Mehrere Abgeordnete wiesen auf den Verdrängungseffekt hin - beispielsweise in Richtung Elsteraue. SPD-Stadtrat Thomas Fiedler betonte die Notwendigkeit eines konzeptionellen Vorgehens mit der mobilen Jugendarbeit (nicht nur) in diesem Bereich. Auch in seiner Fraktion (SPD/Grüne/Initiative Plauen) würde es eine knappe Mehrheit für die erneute Einführung eines Alkoholverbots in der Innenstadt geben.
Eher skeptisch sieht ein solches Claudia Hänsel (Die Linke). Gibt es Anhaltspunkte, dass das Alkoholverbot zu einer Verminderung der Straftaten geführt habe? "Objektiv ist es auf jenen Fall besser geworden", ohne dass das womöglich statistisch messbar ist", so die Befürworter - inklusive Polizeipräsident Stiehl. Dieser hatte eine weitere Zahl mitgebracht. Ab März erhält das hiesige Polizeirevier personellen Zuwachs: Acht fertig ausgebildete Beamte treten ihren Dienst in der Spitzenstadt an. Momentan ist das Revier dienstliches "Heimatquartier" von 165 Polizeibeamten.
"Ich will nichts beschönigen. In Plauen gibt es immer noch zu viele Straftaten, auch wenn wir wohl hochgerechnet auf 100.000 Einwohner im Jahre 2019 erstmals seit langem unter 10.000 Delikten liegen werden", so Stiehl. Der eingeschlagene Kurs habe sich bewehrt - auch ohne Videoüberwachung, die Stiehl einst während seiner Dienstzeit in Görlitz eingeführt hatte. "Glauben Sie mir, dort sind die Einwohner auch mit viel mehr an Kriminalität konfrontiert. Sie wollen hier keine Görlitzer Verhältnisse". Und er hatte eine Warnung in petto: "Sie müssen aufpassen, dass sie ihre Stadt nicht schlecht reden.
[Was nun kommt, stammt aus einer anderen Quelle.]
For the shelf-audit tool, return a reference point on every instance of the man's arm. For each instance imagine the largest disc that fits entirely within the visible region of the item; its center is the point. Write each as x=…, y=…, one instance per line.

Es gibt keine dramatische Verschlechterung der Sicherheitslage. Das ist schlicht und ergreifend nicht richtig", so Stiehl in Richtung der (AfD)-Stadträte, die in einem Antrag genau dieses formulierten. "Seit März 2019 hat sich die Sicherheitslage in Plauen dramatisch verschlechtert", hieß es dort.
Wirkungsvoller als eine Videoüberwachung des Postplatzes, bei dem technischer und personeller Aufwand derzeit in keinem Verhältnis und Nutzen stünden, hält Stiehl ein anderes Instrumentarium. Das beschleunigte Verfahren, das mittlerweile häufiger als zuvor angewendet wird. Dabei werden geständige Straftäter innerhalb weniger Tage/Wochen abgeurteilt. "Das macht mehr Arbeit, hilft aber nicht nur für den Kopf der Kollegen, sondern stärkt auch die Akzeptanz in der Bevölkerung." Im Bereich der Polizeidirektion Südwestsachsen habe es im vergangenen Jahr über 200 beschleunigte Verfahren gegeben - Tendenz steigend.